I've moved from my flat in Palermo to a hostel in Centro, just off Av. 9 de Julio and although it's noisier and has less charm than my previous barrio, it's fun to be living in a new place and exploring a new area. My hostel (Limehouse) is a very short walk away from such famous landmarks as the Obelisco and the Congreso, and the markets of San Telmo are a saunter away, so I've had the pleasure of being able to check out all of these sights without getting on a bus or the Subte. The Teatro Colon is also close by and by coincidence some friends and I went to see the ballet Sleeping Beauty, there last Thursday. The Teatro is a beautiful building with stained glass, chandeliers and pillars everywhere and the ballet itself was also wonderful with excellent dancing and gorgeous costumes.




















Friday was sunny and mild so I decided to walk down to Plaza del Congreso and enjoy the porteño past-time of drinking cafe con leche and eating alfajores before heading off to a gallery in San Telmo.

































I also finally made it to La Boca this weekend, the colourful, slightly dodgy tourist area just south of central Buenos Aires.














Sunday, July 10, 2011

Colonia del Sacramento, Uruguay / Iguazu Falls, Brazil and Argentina

I´ve been lucky enough to visit three countries in South America so far, although to be fair two of them, Brazil and Uruguay, were day visits only. Still, I have two new stamps in my passport plus the various exit/entry stamps that Argentinean border control are so keen on, eight in total I think!

Colonia del Sacramento is a small town in Uruguay which dates back to the early Spanish and Portuguese conquests of the 1500s, it only takes an hour or so from Buenos Aires by ferry and is one of the highlights mentioned in both of my guidebooks, I can see why. The town itself is very small and you could easily walk quickly round it in a few minutes if you wanted to, you wouldn´t though because it's so picturesque, with small alleyways running of the main plazas, quaint houses painted in pretty pastel colours and, on the day we went, a bright sun shinining and strong breeze blowing off the river, leaving the silhouettes of trees dancing on the walls of the buildings.

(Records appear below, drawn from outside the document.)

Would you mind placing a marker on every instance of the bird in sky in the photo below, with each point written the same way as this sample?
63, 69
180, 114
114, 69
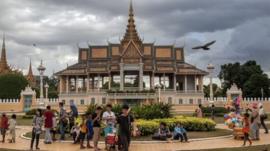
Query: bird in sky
205, 46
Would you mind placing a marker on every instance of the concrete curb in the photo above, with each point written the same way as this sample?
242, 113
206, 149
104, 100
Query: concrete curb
147, 142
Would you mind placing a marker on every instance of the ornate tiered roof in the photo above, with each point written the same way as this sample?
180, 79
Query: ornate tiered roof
131, 50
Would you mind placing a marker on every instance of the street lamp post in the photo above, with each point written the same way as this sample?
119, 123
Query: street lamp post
211, 68
41, 70
46, 90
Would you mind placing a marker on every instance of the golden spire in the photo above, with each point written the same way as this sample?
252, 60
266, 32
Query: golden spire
30, 72
30, 76
3, 61
131, 32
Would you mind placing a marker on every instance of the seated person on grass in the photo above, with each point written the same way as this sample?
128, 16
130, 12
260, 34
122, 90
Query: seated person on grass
163, 132
180, 133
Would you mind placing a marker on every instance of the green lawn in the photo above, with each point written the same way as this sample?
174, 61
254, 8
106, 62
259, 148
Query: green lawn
249, 148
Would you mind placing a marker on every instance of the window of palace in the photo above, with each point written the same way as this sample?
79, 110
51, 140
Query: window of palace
180, 101
199, 101
82, 101
71, 101
170, 100
93, 101
190, 101
103, 100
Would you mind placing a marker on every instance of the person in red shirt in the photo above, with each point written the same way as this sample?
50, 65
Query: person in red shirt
48, 115
246, 129
4, 126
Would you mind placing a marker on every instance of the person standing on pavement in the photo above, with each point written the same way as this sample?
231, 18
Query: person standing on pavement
125, 121
48, 115
97, 127
62, 121
4, 126
255, 122
37, 129
263, 117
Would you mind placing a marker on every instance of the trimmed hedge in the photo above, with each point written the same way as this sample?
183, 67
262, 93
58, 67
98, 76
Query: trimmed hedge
149, 127
149, 111
218, 111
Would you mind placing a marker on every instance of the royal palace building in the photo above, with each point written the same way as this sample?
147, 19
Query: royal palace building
131, 71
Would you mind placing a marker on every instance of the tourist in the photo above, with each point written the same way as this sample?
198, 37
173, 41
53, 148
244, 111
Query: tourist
54, 128
4, 126
199, 112
180, 133
75, 133
109, 119
163, 132
62, 120
255, 122
263, 117
90, 130
37, 128
48, 117
125, 121
246, 129
97, 127
212, 111
73, 114
12, 128
83, 131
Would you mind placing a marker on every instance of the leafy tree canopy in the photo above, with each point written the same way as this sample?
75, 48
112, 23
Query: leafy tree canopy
248, 76
11, 85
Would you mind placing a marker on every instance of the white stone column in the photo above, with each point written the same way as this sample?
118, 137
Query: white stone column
61, 84
121, 76
67, 84
164, 87
109, 83
87, 83
141, 77
153, 80
185, 85
195, 83
174, 82
98, 84
77, 84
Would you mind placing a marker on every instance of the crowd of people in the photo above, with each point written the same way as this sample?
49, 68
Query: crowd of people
118, 127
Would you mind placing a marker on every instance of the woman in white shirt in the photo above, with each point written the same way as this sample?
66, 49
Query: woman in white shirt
263, 117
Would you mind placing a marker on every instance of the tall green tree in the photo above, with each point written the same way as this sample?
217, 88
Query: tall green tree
248, 76
216, 90
11, 85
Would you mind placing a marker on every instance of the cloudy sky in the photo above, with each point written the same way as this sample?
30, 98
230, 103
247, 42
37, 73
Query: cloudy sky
58, 27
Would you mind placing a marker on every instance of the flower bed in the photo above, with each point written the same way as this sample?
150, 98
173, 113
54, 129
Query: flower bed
149, 127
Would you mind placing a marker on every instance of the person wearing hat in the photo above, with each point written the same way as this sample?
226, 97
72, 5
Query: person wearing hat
125, 121
255, 122
263, 117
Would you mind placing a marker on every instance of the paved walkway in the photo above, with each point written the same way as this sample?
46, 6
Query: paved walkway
24, 144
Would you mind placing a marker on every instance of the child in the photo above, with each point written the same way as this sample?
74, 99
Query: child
4, 126
37, 125
163, 132
12, 126
54, 128
83, 131
180, 133
246, 128
75, 132
90, 130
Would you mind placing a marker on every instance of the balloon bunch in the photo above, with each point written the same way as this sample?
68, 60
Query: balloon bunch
233, 120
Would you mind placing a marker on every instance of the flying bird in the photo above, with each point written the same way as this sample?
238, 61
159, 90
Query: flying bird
205, 46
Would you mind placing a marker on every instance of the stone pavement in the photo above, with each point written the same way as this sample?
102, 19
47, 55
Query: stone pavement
24, 144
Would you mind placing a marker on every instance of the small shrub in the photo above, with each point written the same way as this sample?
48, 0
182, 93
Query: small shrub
149, 127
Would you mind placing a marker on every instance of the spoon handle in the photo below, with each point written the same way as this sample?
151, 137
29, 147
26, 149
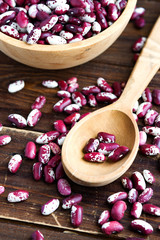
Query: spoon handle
145, 68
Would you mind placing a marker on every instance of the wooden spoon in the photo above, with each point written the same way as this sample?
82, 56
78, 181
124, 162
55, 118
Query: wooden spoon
117, 119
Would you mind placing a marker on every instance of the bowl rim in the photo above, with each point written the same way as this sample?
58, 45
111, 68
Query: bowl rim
81, 44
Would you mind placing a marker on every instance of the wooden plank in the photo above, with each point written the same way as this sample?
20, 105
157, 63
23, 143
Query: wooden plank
13, 230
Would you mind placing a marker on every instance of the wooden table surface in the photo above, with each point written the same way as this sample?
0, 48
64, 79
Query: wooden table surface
18, 221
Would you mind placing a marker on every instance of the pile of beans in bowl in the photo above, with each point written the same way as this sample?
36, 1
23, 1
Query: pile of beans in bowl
57, 21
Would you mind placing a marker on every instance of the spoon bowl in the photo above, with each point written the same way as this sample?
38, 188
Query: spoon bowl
116, 119
99, 174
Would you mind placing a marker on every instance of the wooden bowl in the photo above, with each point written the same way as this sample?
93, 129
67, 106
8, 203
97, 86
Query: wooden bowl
67, 55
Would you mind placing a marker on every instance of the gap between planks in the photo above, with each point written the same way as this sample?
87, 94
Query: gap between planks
50, 225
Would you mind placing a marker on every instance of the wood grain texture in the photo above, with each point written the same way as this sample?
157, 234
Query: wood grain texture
114, 65
66, 55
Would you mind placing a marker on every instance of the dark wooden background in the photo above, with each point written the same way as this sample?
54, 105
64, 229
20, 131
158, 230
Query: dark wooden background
18, 221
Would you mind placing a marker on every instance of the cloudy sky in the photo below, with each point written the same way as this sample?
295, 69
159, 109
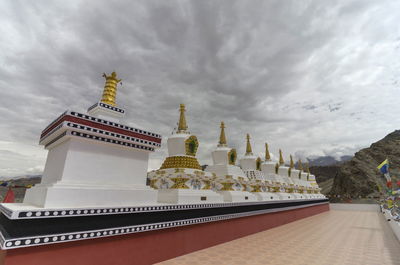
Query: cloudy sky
310, 77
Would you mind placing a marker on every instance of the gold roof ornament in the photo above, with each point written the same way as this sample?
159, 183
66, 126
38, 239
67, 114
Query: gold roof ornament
110, 89
248, 146
267, 155
222, 137
281, 161
182, 127
291, 162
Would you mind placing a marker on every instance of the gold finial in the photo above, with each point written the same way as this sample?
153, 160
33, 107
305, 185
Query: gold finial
248, 146
281, 161
110, 89
222, 138
267, 155
182, 127
291, 162
258, 163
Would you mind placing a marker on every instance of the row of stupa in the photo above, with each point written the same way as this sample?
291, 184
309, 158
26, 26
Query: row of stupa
96, 160
181, 178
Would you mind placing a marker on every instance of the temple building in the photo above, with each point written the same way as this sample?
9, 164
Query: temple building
94, 159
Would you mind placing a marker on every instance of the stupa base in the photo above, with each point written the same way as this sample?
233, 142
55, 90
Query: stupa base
180, 196
139, 248
266, 196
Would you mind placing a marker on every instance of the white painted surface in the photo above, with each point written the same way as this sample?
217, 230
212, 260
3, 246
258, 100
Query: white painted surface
176, 144
224, 170
248, 162
268, 167
106, 114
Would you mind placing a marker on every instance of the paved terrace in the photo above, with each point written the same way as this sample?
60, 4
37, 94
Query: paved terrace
341, 236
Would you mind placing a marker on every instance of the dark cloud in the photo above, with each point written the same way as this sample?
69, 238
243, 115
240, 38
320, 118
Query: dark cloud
287, 72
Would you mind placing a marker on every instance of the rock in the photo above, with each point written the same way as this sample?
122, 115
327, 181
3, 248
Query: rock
360, 176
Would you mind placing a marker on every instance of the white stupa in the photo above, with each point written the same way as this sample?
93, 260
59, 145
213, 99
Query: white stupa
268, 168
251, 166
231, 177
93, 159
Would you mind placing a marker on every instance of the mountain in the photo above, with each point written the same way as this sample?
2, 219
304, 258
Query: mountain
360, 176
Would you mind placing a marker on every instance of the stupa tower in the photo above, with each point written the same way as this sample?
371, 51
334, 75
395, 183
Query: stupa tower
180, 177
231, 177
182, 147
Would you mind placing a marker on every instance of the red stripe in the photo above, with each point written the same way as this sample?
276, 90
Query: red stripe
102, 127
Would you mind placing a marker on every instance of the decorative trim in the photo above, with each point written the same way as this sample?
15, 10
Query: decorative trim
91, 234
74, 212
81, 116
117, 135
107, 106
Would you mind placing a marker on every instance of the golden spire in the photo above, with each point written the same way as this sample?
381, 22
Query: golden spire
110, 89
248, 146
182, 127
300, 165
222, 138
267, 155
281, 161
291, 162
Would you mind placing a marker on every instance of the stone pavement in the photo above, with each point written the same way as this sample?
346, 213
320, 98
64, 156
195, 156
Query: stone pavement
334, 237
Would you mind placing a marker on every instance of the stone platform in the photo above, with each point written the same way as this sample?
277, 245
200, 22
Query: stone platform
345, 235
133, 245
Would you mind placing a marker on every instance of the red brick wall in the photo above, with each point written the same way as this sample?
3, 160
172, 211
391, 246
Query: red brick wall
154, 246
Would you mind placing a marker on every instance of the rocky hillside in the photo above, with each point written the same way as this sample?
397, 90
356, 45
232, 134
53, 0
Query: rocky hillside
325, 176
360, 177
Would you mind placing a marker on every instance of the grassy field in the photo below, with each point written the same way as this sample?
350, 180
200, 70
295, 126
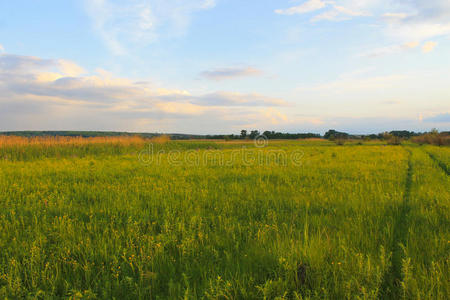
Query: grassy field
113, 218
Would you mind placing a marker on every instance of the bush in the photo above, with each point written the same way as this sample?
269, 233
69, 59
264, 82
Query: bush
394, 140
433, 138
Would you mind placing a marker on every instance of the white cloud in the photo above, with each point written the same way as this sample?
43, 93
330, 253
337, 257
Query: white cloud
336, 12
428, 47
391, 49
57, 91
308, 6
123, 24
230, 73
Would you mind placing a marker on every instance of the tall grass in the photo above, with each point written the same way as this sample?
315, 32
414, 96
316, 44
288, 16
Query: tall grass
107, 226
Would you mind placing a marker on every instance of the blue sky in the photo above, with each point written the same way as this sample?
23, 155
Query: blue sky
218, 66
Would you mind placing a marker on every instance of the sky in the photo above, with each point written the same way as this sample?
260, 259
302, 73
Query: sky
219, 66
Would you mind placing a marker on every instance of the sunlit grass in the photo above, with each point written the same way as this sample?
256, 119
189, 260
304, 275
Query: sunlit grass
95, 222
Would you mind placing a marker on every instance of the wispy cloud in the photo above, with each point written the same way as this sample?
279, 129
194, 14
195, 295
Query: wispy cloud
230, 73
391, 49
47, 89
305, 7
123, 24
428, 47
334, 12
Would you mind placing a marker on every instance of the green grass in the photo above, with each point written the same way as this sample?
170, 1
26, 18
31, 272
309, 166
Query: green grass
349, 222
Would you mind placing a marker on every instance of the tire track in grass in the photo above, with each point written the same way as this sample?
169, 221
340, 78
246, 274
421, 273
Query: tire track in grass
440, 163
390, 288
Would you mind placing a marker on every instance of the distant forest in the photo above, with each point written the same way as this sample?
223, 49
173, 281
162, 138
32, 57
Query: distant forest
330, 134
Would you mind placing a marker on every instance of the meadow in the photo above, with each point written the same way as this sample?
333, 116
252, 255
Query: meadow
106, 218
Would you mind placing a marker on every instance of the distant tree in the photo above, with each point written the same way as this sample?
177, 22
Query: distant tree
254, 134
333, 134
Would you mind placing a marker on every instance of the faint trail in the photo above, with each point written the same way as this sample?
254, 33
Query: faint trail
390, 288
440, 163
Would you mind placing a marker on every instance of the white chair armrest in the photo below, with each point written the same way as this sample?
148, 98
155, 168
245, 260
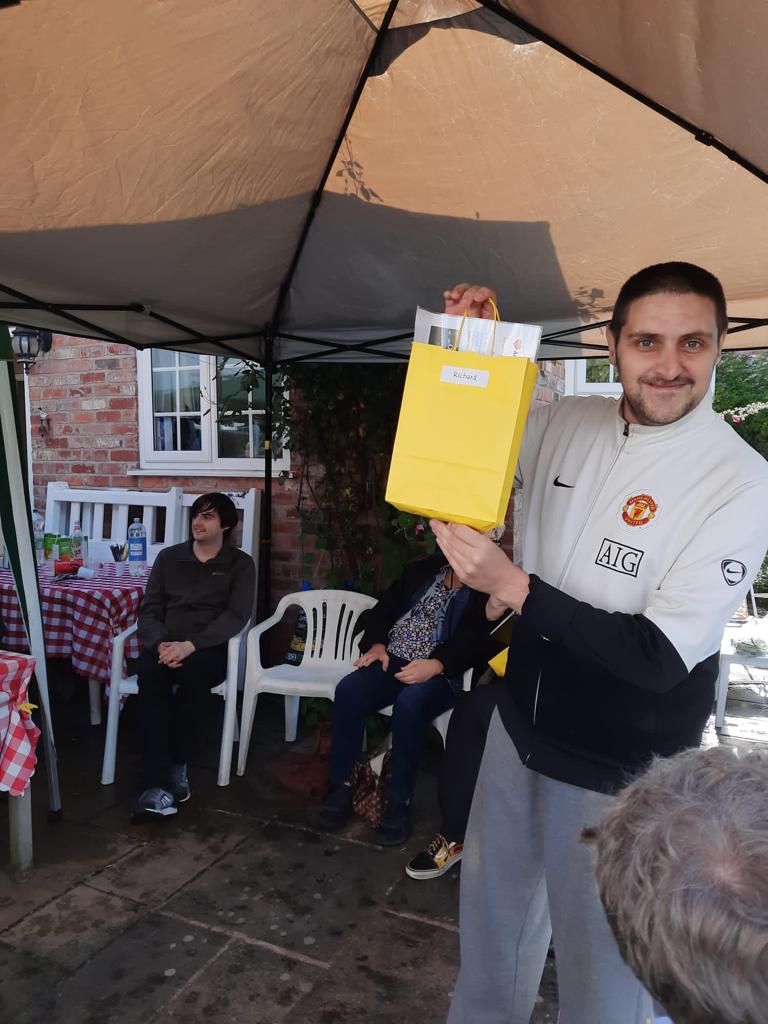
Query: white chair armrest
254, 640
232, 655
118, 653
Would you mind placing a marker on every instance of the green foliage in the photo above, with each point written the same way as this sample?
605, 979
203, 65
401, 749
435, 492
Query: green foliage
342, 425
742, 378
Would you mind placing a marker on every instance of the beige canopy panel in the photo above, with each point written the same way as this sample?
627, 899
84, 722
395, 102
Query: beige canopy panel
291, 179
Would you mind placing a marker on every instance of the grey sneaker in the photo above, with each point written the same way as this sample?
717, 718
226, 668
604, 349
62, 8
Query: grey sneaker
156, 801
179, 783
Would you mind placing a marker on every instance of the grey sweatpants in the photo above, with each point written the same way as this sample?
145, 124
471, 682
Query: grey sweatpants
525, 877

Iguazu Falls is a very large cataract on the border between Argentina and Brazil made up of many waterfalls and is four times bigger than Niagara Falls, which incidentally I've also visited. I have to say Iguazu Falls was much more impressive, simply because there's just so much water! The majority of the falls themselves are on the Argentinean side but you can get a better overall view from the Brazilian side, which is where I visited first. The Devil's Throat (the main waterfall) can be visited from both sides and is phenomenal! Once you get within a few hundred metres of it there's a constant spray in the air and you can hear the roar of the water tumbling endlessly, and if you dare the platforms that jut out over (Argentina) and next to (Brazil) the waterfall, you are guaranteed to get drenched. The view over the waterfall from the Argentinean side is particularly beautiful as you can peer over the side and see the waters falling and forming the mists that sway and change direction with the wind, and watch the swallows that live in the cliffs beside the falls swooping through them. The smaller falls are also very pretty and it's interesting to see the plant life that grows up around the rivers and falls, and that you can see clutching on beneath the rushing water.